As Republicans campaign for their agenda of tax giveaways for giant corporations and an increased tax burden on regular property tax payers, we must make sure that hard-working families turn out to vote on November 4 to vote Democrat.
Star Ledger Editorial
Friday, October 31, 2003
FALSE CLAIM ON TAXES
In an election campaign devoid of serious policy discussion, Republicans are
trying to paint Gov. James E. McGreevey as a tax-and- spend liberal, a
strategy that worked well against Jim Florio.
It is a bogus charge. McGreevey inherited an even worse budget crisis
and managed it with a much smaller tax
hike, one that plugged inexcusable
loopholes in the state business tax. Before the change, 30 of the 50 largest
corporations in the state were paying the statutory minimum tax of
$200, less than is owed by a single
janitor who cleaned the corporate bathrooms.
Those who advocate repeal would resurrect that injustice.
Granted, McGreevey could have created a fairer tax without raising the
total burden on the business
community. But would that have been wise? During the
1990s, the share of state taxes paid through the corporate business tax
dropped roughly in half, thanks in part to the loopholes that allowed
most of the biggest companies to evade
it.
That burden has gradually shifted to other
state taxes, like income and sales.
Draining the state treasury also pushes up local property taxes as
state aid is pinched off. Without this reform, which raised an
additional $1.7 billion last year,
deeper cuts in local aid would have been inevitable.
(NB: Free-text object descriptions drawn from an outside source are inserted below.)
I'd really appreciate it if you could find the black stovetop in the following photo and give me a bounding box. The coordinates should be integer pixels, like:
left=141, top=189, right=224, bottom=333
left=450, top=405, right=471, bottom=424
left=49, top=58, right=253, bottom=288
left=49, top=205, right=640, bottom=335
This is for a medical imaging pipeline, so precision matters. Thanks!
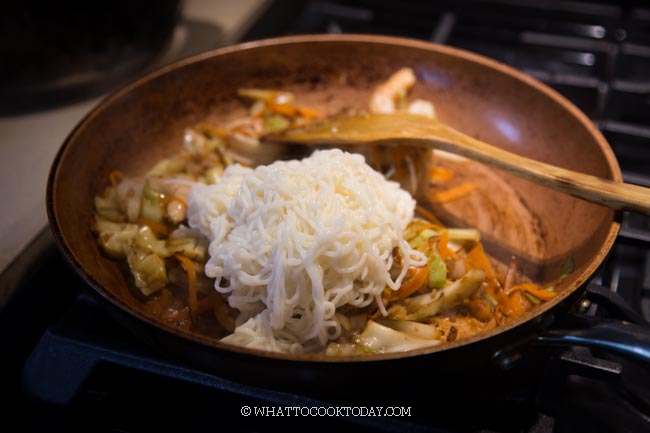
left=3, top=1, right=650, bottom=432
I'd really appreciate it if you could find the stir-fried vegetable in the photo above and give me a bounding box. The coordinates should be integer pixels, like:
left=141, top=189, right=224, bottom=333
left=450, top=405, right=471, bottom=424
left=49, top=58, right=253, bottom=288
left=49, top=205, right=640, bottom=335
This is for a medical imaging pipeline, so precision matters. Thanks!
left=357, top=320, right=441, bottom=353
left=388, top=268, right=486, bottom=321
left=427, top=250, right=447, bottom=289
left=127, top=250, right=167, bottom=295
left=92, top=69, right=563, bottom=355
left=140, top=181, right=165, bottom=223
left=322, top=208, right=556, bottom=355
left=91, top=89, right=326, bottom=336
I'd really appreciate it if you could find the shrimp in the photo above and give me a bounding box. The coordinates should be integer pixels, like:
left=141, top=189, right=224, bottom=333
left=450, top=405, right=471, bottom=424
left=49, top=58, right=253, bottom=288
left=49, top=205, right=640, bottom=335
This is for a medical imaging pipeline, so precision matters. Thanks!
left=154, top=179, right=193, bottom=224
left=370, top=67, right=417, bottom=114
left=407, top=99, right=436, bottom=118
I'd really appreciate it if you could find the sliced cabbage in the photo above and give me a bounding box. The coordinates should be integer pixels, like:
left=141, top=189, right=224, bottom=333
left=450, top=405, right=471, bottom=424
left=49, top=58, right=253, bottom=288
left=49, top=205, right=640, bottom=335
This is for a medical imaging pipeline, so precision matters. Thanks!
left=376, top=319, right=441, bottom=340
left=134, top=226, right=170, bottom=257
left=427, top=250, right=446, bottom=289
left=389, top=268, right=486, bottom=321
left=357, top=320, right=440, bottom=353
left=114, top=179, right=143, bottom=223
left=326, top=342, right=367, bottom=356
left=446, top=228, right=481, bottom=242
left=94, top=194, right=125, bottom=222
left=127, top=250, right=167, bottom=296
left=140, top=181, right=165, bottom=223
left=336, top=312, right=368, bottom=335
left=96, top=217, right=139, bottom=259
left=166, top=229, right=207, bottom=261
left=227, top=132, right=260, bottom=157
left=408, top=228, right=437, bottom=250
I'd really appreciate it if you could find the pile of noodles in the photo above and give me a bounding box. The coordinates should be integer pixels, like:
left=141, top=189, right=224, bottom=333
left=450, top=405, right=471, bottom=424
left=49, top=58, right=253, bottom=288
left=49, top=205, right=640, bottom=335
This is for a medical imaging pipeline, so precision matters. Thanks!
left=187, top=149, right=426, bottom=353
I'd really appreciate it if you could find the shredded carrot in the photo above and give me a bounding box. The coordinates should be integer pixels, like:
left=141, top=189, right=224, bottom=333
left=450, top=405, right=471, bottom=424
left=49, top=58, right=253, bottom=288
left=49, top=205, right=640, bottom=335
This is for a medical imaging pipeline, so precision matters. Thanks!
left=466, top=243, right=514, bottom=314
left=138, top=219, right=173, bottom=236
left=175, top=254, right=198, bottom=323
left=509, top=283, right=557, bottom=301
left=494, top=309, right=504, bottom=326
left=428, top=166, right=454, bottom=183
left=109, top=170, right=125, bottom=187
left=438, top=230, right=450, bottom=262
left=296, top=106, right=323, bottom=118
left=465, top=243, right=496, bottom=281
left=267, top=101, right=298, bottom=117
left=429, top=182, right=478, bottom=203
left=162, top=195, right=188, bottom=209
left=395, top=265, right=429, bottom=299
left=509, top=290, right=534, bottom=316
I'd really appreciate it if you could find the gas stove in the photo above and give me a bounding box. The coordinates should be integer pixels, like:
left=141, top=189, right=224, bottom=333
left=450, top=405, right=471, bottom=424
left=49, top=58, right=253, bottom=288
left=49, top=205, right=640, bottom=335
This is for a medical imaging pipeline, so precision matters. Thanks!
left=2, top=1, right=650, bottom=432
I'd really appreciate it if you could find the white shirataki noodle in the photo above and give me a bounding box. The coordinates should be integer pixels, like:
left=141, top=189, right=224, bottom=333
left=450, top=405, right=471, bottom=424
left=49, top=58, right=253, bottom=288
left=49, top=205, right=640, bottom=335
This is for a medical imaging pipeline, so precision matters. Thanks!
left=187, top=149, right=426, bottom=353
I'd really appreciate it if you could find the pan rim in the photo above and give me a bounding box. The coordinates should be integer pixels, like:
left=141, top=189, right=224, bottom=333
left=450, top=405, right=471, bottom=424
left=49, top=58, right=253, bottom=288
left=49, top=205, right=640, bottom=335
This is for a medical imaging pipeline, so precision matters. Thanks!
left=47, top=33, right=622, bottom=363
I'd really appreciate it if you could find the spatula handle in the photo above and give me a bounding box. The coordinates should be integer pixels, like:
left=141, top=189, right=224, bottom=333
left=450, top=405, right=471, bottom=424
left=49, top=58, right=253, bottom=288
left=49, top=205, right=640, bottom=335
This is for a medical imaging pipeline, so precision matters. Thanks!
left=431, top=133, right=650, bottom=215
left=269, top=113, right=650, bottom=215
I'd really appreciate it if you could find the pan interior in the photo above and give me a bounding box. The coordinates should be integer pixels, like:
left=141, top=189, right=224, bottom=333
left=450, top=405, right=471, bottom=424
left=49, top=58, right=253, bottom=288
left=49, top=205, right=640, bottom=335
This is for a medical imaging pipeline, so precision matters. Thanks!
left=49, top=36, right=620, bottom=362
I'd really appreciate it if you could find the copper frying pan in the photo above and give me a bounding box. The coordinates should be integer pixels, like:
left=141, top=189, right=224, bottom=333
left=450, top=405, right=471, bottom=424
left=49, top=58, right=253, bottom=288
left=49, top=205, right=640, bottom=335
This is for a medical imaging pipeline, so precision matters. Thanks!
left=47, top=35, right=646, bottom=390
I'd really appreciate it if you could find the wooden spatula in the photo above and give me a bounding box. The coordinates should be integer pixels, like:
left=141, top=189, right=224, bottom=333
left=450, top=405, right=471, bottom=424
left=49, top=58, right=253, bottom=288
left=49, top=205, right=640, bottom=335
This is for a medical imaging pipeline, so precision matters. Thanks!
left=267, top=112, right=650, bottom=215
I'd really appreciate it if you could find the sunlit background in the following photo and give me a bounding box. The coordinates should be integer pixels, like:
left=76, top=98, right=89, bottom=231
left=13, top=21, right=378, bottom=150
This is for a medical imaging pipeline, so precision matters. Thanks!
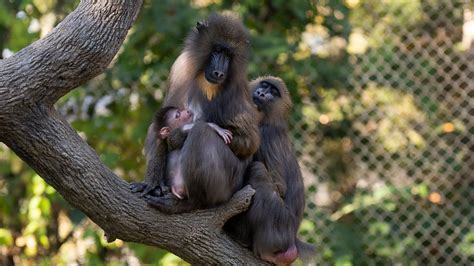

Republicans offer one more argument: The business tax kills jobs.
Again, the argument is unconvincing.
New Jersey has seen a net gain of 31,800 jobs this
year, according to the Labor Department. New York and Pennsylvania both
have lost jobs, as has the nation as a
whole.
Next time a candidate talks about the evils of this tax increase, try an experiment: Ask him to offer a better solution for closing that $1.7 billion gap without it. We ask that question all the time. And we're still waiting for a credible answer.